Monthly Hours Worked
Sales over the past two weeks decreased by 10% from 803 to 716 then increased by 19% to 834. Listings increased by 1% from 10,735 to 10,798 and then remained stable recording 10,807. House, unit and vacant land listings all are remaining relatively very stable over the recent period. The graph below shows that the downward trend in listings for this year has come to at least a temporary halt.
As we watch listings and sales continue to stabilise it will be interesting to see if dwelling prices from next weeks August Corelogic Home Value Index vary much compared to July’s figure.
However rental listings have continued to decline down to 3,314, which is now over 50% less than this time last year. This is in very stark contrast to other capital cities with Perth’s vacancy rate down to an incredible 12 year low of 1.6%. Furthermore vacancy rates have now remained below 3% for 21 consecutive months. Back in 2016 the vacancy rate was 7.5%. REIWA believes a vacancy rate of 3% strikes a balance between supply and demand so at 1.6% we anticipate rents to increase over the next 6-12 months.
Domain released an article just recently looking at the continuing dwelling and rental price increases in the Pilbara. The iron ore price is still around US$100/ton, in large part due to the lack of supply from Brazil because of their massive health issues, indicating why 4 of the top 5 performing regional suburbs in WA are in Karratha. The peak median house price in Karratha was approximately $990,000 in 2012 dropping 65% to $346,500 in 2016-17. According to Domain Karratha has seen a 22.9% increase in median house prices over the year and Port Hedland has increased by 12.9%. Furthermore rents have increased by 20-30% in Dampier and Karratha.

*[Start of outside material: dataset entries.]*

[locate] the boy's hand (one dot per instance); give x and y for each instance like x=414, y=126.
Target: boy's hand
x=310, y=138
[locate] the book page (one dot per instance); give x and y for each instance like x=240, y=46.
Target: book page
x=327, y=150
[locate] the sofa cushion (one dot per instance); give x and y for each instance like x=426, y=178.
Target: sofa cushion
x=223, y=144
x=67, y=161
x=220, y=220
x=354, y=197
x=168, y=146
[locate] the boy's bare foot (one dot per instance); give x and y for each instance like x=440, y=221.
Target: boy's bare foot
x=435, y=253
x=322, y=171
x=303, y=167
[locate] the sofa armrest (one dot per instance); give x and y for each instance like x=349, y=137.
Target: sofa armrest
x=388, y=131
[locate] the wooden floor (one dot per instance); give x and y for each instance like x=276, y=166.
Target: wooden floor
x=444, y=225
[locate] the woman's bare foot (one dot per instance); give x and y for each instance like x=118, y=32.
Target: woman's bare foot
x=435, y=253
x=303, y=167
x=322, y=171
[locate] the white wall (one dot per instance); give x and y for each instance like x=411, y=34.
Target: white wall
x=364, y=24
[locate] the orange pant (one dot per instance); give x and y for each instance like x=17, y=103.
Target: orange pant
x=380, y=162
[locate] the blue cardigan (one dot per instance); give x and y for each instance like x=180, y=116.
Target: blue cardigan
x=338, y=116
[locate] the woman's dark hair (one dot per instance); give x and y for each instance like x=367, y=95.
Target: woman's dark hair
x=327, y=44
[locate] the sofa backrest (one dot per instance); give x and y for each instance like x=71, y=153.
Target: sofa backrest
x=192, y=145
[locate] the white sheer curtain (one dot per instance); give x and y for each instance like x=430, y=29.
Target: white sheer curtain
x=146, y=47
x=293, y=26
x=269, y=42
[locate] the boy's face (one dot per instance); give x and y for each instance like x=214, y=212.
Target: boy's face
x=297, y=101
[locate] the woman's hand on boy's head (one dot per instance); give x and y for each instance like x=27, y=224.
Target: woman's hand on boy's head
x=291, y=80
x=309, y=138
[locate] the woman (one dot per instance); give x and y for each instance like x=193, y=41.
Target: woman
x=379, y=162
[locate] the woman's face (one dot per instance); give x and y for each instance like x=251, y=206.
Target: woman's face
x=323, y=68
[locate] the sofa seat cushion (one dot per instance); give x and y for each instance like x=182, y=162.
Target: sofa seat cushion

Part of the reason is the expansion of mining employment but there is also a trend away from fly-in fly-out with families moving permanently to the Pilbara. The improvement in local facilities and a large drop in land prices since the last boom along with WA Government grants for people to stay are putting pressure on existing stock. However you look at it, it is a positive indicator for the mining sector and the WA economy.
Last week the ABS released the latest July employment figures. Most of our readers would be aware that employment figures are probably the most important indicator we have to gauge how the economy is travelling. However we also know the actual unemployment figure is biased and that is why we prefer to use monthly hours worked.
WA’s monthly hours worked increased by nearly 2.9% over July and continue to claw back from the 10% drop in April. The graph below shows WA’s trend back towards pre-pandemic levels. If the current trend is maintained we should be back to those pre-pandemic levels before Christmas, which is really good news.
Just for comparison; NSW hours increased by 1.4%, Victoria increased by 0.07%, Queensland decreased by 0.03%, SA increased by 2.9% and Tasmania increased by 3.0%. The states with better health outcomes and therefore fewer restrictions are experiencing more hours worked except for Queensland. Even though Queensland has few cases of coronavirus, reduced tourism as a result of travel restrictions is clearly hurting Queensland’s economy especially during the tourist winter season.
To finish, last newsletter we wrote that economic forecasts are very unreliable in the current climate and the biggest factor will be a vaccine. The Federal Government has just signed a contract with UK pharmaceutical giant AstraZeneca for 25 million vaccines currently being developed at Oxford University. The hope is the vaccine will be available in the first half of 2021. Fingers crossed.